The government’s decision comes after outrage over the “wolf pack”, or la manada, case, in which five men who were jailed for sexually abusing an 18-year-old woman at the running of the bulls festival in Pamplona were acquitted.

Currently under Spanish law, to classify as ‘rape’, the assault must involve violence and intimidation. This definition of rape presupposes that all rape happens at the hands of a stranger, in an alley, and involves a weapon or some other means of intimidation, when that simply isn’t the case: three out of four rapes are committed by someone known to the victim.

Spain wouldn’t be the first country to introduce affirmative consent laws. Sweden passed a similar law earlier this year, and the UK, Belgium, Ireland, Cyprus, Luxembourg, and Germany all have consent-based definitions of rape on the books. California and New York also have their own state-based affirmative consent laws, and several college campuses around the US have introduced their own affirmative consent policies. Canadian law states that “sexual touching is only lawful if the person affirmatively communicated their consent, whether through words or conduct”, as well as “silence or passivity does not equal consent”.

A female protestor in Madrid shouts against the release of ‘La Manada’.

So what does affirmative consent mean, exactly? The affirmative consent model means there has to be an agreement between the parties before sexual interaction can begin, and a person (or both people) must “take reasonable steps to ascertain whether the other party affirmatively consents”.

Approaching consent from a ‘yes means yes’ perspective means acknowledging that not saying ‘no’ doesn’t equal giving consent. There are many reasons someone might not say no – they might worry about what will happen if they do, they might have frozen up in response to the assault – so the approach encourages people to seek freely-given and enthusiastic consent before engaging in sexual acts with another person.

A legal professor at the University of A Coruña who helped draft Spain’s new law said that lawmakers understand consent as not just being verbal but also tacit, as something expressed through body language.

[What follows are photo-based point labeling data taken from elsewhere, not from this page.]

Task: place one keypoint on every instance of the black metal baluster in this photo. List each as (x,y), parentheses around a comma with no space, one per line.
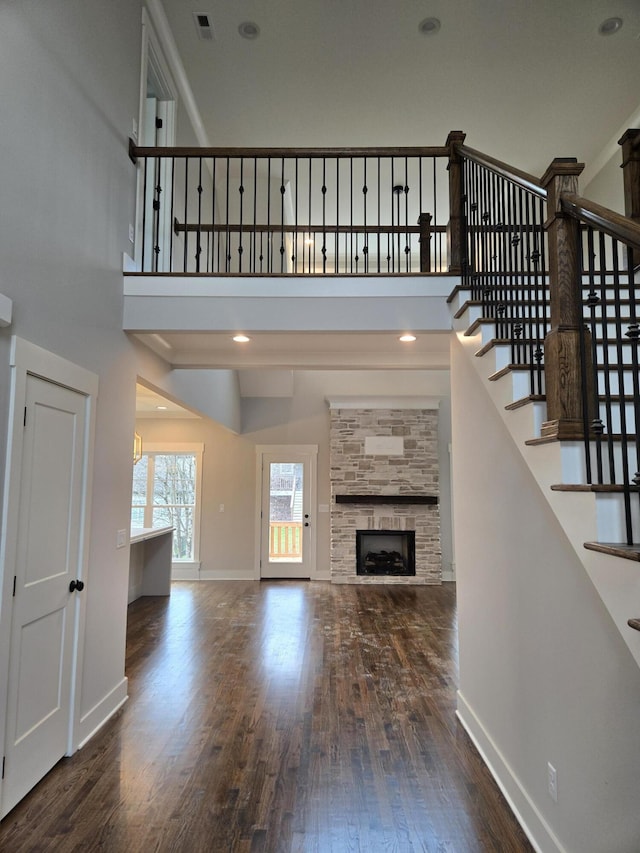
(227,248)
(171,217)
(336,264)
(296,236)
(593,302)
(186,214)
(324,215)
(311,245)
(365,191)
(252,253)
(269,235)
(199,230)
(379,252)
(624,367)
(351,214)
(144,211)
(406,213)
(241,205)
(633,334)
(282,192)
(214,267)
(156,214)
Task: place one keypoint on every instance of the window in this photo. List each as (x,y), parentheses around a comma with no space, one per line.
(166,491)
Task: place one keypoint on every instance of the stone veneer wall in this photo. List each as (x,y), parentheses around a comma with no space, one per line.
(354,472)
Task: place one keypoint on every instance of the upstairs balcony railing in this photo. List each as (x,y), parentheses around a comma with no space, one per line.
(282,211)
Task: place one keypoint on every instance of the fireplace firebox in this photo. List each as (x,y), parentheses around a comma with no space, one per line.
(385,552)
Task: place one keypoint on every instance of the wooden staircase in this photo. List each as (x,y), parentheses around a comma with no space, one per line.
(592,515)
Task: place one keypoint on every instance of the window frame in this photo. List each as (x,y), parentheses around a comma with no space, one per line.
(195,449)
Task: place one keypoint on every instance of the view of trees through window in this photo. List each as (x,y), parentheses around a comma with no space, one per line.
(164,493)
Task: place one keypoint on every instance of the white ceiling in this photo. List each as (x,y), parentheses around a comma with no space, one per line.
(527,80)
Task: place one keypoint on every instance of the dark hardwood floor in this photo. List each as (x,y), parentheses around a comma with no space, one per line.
(279,716)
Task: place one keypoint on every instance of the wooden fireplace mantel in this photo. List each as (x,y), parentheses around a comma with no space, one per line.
(386,499)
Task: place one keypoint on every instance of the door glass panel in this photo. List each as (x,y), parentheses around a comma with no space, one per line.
(285,512)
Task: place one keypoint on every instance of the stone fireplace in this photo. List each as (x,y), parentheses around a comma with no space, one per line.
(384,478)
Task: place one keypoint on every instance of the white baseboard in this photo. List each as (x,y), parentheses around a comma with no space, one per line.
(94,719)
(527,814)
(185,573)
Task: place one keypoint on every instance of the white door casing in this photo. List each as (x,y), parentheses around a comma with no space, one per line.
(303,565)
(44,548)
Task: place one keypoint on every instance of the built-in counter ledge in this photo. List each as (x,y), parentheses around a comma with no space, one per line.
(386,499)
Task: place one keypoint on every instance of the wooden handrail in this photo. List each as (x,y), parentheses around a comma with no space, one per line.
(136,151)
(516,176)
(612,223)
(207,227)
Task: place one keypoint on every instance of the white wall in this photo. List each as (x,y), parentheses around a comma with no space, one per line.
(69,83)
(607,187)
(544,673)
(227,546)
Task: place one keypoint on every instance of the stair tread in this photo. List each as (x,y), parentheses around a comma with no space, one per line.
(616,549)
(608,488)
(523,401)
(506,342)
(509,368)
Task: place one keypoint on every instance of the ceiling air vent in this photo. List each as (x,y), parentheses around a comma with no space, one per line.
(203,26)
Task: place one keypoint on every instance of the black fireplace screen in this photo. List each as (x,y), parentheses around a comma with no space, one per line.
(385,552)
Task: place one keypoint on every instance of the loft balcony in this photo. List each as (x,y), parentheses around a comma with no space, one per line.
(217,211)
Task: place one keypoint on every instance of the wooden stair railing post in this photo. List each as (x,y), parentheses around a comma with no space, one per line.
(562,347)
(455,235)
(630,143)
(424,221)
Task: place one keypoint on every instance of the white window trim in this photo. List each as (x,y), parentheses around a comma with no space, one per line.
(197,448)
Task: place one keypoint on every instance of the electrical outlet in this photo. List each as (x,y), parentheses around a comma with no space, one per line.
(552,779)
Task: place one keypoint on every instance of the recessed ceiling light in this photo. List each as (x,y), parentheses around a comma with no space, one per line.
(249,30)
(429,26)
(610,26)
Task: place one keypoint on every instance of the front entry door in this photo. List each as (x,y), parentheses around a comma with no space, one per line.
(288,513)
(48,557)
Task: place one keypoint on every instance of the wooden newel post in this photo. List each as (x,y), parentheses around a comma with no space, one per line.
(562,359)
(424,221)
(455,236)
(630,143)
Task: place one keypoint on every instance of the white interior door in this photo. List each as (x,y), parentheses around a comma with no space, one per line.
(287,512)
(48,559)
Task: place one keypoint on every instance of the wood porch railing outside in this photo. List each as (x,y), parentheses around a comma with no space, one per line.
(285,540)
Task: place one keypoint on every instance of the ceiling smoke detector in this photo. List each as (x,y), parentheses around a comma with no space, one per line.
(429,26)
(610,26)
(249,30)
(203,26)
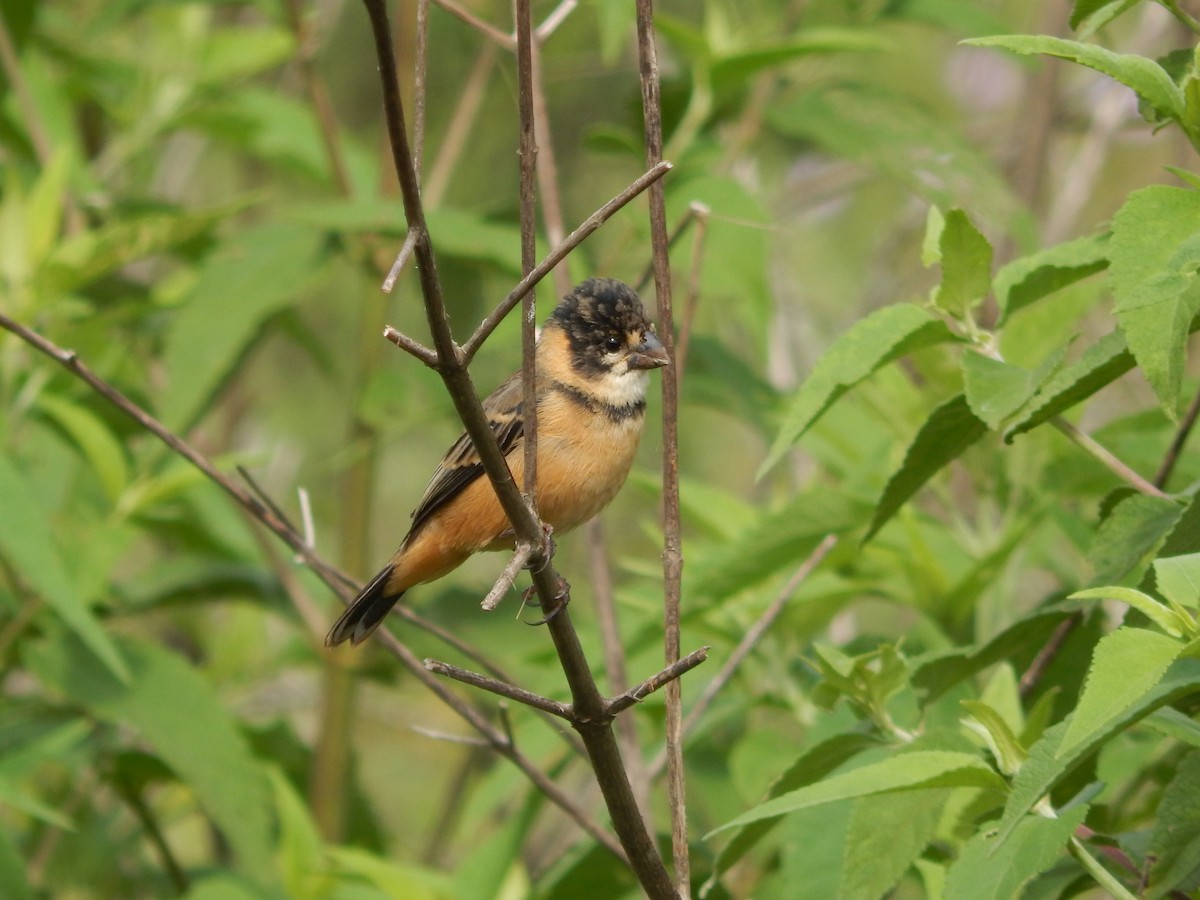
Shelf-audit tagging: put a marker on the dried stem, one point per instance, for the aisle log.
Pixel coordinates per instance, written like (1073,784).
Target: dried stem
(1107,459)
(556,256)
(1181,437)
(501,688)
(672,546)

“It can still be rape even if the victim doesn’t resist,” Patricia Faraldo Cabana said. “If she is naked, actively taking part and enjoying herself, there is obviously consent. If she’s crying, inert like an inflatable doll and clearly not enjoying herself, then there isn’t.”

The anonymous account of an evening spent with Aziz Ansari is being pointed to as an example of where tacit expressions of disinterest were ignored, and where an affirmative consent model would benefit both parties. Instead of seeking affirmative consent from the woman’s words or body language, Ansari ignored all signs that she wasn’t interested in a sexual encounter and turned the evening into “the worst night of [her] life”.

As for Australia, The Conversation included the below chart of consent laws around the country in Terry Goldsworthy’s discussion of affirmative consent from earlier this year. The chart shows that the ACT is the only state or territory that doesn’t define consent.

Currently, Tasmania is the only state with affirmative consent laws, but the NSW government announced in May that it had referred the state’s consent laws to the NSW Law Reform Commission for review.

Consent laws as they currently exist haven’t necessarily resulted in the best outcomes for victims of sexual assault. While affirmative consent as a concept is spreading, it’s enshrined in law in a minority of places, and it remains to be seen whether the adoption of it becomes a widespread phenomenon, and whether the adoption of affirmative consent laws improves outcomes for victims who decide to take their cases to trial.